Telling about Iceland and Greenland, he said that up there in those parts, where almost everything that wasn't snow was ice, certain animals lived which couldn't be found anywhere else, like the big white polar bear, and the walrus.

"Why, we know a polar bear," Betty broke in. Why, of course, he was an old acquaintance. They had often seen him in Central Park.

"Well, now, that's good," said the Captain; "now you'll remember where he came from. I've been up his way more than once."

Often whalers chased the "right" whale away up there; dangerous seas to work in, as icebergs were plenty and the risk of striking them in the fog was great.

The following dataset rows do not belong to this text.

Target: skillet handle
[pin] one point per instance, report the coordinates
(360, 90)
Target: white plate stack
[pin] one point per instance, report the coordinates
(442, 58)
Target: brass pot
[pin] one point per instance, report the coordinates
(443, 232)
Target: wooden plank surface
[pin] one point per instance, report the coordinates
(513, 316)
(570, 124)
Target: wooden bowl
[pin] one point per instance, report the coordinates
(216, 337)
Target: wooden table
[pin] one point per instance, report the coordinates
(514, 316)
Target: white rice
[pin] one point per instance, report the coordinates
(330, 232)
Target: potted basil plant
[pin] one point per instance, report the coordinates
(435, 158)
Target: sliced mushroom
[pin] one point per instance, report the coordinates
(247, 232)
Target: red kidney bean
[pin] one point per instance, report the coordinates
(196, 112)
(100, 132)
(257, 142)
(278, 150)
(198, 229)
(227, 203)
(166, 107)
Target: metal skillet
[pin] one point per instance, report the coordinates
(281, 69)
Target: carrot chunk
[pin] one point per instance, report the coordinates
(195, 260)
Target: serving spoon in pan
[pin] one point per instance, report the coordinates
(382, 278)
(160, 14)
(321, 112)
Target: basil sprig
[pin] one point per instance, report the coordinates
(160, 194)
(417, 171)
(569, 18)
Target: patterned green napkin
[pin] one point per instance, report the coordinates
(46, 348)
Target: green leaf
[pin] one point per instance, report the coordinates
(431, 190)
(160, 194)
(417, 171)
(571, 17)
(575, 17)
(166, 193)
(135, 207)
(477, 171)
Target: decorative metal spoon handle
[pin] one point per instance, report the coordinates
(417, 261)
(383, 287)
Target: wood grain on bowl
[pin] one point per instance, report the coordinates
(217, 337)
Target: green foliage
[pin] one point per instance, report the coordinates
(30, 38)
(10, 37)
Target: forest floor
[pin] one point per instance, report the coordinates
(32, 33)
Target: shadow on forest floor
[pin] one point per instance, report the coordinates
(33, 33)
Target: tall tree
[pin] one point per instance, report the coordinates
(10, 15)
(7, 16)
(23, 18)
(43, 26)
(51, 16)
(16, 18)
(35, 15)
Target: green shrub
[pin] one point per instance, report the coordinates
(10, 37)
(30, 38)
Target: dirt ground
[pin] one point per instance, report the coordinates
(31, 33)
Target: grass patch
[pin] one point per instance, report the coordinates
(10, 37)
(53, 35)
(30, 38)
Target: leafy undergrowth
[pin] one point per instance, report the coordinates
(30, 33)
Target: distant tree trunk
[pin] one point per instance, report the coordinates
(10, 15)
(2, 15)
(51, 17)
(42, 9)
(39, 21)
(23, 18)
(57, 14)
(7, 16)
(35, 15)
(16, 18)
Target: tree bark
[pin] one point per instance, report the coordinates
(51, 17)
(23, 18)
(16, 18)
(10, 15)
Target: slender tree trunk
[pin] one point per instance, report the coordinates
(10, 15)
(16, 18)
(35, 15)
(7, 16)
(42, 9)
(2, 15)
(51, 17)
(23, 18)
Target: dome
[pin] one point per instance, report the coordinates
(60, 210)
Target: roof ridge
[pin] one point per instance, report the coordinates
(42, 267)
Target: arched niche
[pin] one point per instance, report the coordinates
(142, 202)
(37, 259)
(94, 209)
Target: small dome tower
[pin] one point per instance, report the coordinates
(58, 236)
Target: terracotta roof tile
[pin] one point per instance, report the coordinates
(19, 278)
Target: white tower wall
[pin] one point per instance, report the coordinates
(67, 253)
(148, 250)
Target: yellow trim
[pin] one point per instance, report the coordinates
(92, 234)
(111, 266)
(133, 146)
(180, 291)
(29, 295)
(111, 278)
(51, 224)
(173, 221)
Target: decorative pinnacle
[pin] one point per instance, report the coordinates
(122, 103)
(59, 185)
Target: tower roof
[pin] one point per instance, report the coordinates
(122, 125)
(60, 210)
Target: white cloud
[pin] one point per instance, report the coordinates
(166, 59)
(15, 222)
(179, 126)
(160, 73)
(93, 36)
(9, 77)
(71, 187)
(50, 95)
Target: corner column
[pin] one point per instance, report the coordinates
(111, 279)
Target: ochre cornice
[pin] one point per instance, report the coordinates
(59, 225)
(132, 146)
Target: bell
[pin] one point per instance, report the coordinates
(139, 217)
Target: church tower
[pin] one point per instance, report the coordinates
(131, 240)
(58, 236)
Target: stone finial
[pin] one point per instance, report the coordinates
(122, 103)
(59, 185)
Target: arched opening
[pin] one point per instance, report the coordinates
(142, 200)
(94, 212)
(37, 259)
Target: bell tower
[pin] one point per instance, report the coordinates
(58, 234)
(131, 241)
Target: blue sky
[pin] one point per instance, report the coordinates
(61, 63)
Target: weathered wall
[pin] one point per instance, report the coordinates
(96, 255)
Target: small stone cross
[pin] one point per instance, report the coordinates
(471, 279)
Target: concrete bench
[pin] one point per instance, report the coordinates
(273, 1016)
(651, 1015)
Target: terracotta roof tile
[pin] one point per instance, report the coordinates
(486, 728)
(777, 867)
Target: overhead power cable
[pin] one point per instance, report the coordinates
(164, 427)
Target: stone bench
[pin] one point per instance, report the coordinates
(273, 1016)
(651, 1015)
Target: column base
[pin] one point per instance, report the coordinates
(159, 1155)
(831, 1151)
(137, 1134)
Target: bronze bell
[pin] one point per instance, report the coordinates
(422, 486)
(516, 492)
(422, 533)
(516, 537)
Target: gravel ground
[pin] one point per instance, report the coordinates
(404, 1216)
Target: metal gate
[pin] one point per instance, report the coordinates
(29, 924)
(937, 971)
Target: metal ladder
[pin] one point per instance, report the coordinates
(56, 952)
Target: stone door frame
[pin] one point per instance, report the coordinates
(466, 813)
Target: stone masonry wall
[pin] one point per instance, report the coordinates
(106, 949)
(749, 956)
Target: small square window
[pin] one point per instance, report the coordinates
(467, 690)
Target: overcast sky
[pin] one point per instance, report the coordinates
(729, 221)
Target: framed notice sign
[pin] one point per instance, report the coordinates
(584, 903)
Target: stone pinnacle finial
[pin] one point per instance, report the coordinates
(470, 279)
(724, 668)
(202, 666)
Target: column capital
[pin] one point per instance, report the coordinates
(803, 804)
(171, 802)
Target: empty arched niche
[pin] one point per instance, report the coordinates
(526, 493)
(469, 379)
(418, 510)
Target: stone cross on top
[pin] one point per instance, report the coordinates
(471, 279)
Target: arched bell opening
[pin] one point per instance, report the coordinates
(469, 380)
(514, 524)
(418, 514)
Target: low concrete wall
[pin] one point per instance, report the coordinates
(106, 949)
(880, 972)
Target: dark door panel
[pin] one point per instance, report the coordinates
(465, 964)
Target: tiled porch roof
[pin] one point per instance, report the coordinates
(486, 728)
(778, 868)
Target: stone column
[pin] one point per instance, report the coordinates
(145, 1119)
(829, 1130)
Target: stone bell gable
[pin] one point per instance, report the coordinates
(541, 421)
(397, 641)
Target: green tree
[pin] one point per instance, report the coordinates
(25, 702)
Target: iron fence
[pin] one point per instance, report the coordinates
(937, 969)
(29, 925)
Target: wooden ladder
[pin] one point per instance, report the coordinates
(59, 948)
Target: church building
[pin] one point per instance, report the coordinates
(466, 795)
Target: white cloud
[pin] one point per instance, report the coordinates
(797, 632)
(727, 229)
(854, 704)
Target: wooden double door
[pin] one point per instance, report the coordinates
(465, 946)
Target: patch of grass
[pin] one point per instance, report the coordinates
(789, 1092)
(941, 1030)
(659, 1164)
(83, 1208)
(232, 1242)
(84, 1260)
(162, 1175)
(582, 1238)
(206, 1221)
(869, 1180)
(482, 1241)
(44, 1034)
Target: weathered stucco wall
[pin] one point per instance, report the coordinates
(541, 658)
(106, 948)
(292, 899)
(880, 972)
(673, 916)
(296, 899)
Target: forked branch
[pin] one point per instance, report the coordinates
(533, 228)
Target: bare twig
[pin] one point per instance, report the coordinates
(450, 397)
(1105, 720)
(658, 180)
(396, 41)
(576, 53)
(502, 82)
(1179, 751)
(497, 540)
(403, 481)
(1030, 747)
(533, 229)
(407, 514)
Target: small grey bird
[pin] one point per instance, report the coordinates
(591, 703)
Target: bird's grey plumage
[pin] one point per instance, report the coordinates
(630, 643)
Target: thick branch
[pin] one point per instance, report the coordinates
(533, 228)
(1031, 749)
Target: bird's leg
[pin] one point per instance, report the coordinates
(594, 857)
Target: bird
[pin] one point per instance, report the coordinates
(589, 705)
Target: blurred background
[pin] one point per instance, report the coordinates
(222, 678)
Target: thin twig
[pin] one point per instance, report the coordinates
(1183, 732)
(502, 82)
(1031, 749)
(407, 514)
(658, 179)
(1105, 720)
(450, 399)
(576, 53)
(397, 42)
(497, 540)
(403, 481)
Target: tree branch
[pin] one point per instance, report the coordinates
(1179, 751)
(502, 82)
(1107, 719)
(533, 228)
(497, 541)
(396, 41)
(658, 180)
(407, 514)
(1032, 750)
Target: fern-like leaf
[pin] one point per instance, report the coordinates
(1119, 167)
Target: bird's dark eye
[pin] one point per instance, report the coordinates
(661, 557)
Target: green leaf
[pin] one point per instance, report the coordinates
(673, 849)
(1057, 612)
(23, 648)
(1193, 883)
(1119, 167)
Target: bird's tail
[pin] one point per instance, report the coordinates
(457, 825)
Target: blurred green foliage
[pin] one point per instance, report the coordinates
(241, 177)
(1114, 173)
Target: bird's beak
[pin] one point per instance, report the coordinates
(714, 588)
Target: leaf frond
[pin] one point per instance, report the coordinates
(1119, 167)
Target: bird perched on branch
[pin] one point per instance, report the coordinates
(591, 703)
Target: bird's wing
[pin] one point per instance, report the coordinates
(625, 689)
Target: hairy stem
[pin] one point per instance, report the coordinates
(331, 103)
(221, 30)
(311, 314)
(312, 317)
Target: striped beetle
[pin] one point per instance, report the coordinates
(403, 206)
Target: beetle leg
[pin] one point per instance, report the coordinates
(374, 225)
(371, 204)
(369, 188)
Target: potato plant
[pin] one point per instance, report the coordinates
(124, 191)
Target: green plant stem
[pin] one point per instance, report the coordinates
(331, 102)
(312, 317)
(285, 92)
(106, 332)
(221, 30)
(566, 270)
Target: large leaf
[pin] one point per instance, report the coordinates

But the thing which sailors dreaded most was fire at sea. This seldom happened, but when it did it was bad. Once his ship was burned at night among the icebergs. There was nothing to do but take to the boats and escape to shore, which luckily was near. They lost everything but the clothes they wore, and a small amount of provisions. And there, while they looked on, the ship went up in a sheet of flame, and that was the last of her. The Captain said they felt pretty blue and lonely out there far away from the rest of the world, with no means to get away but the small boats. Fortunately they soon managed to reach an Eskimo village. These Eskimos are the natives who live there always, short people, dressed all in heavy, warm furs, who build themselves snow houses, where in the coldest weather they keep comfortably warm. They live by hunting and fishing. They spear seals from their skin canoes,—"kayaks,"—and fish through holes in the ice. These are the people you hear the explorers tell about when they go on expeditions to the North Pole. Captain Hawes thought they were the strangest people he had ever met. As whalers often put in up in these parts, the Captain and his mates did not have too hard a time, and were picked up by a passing ship and brought home.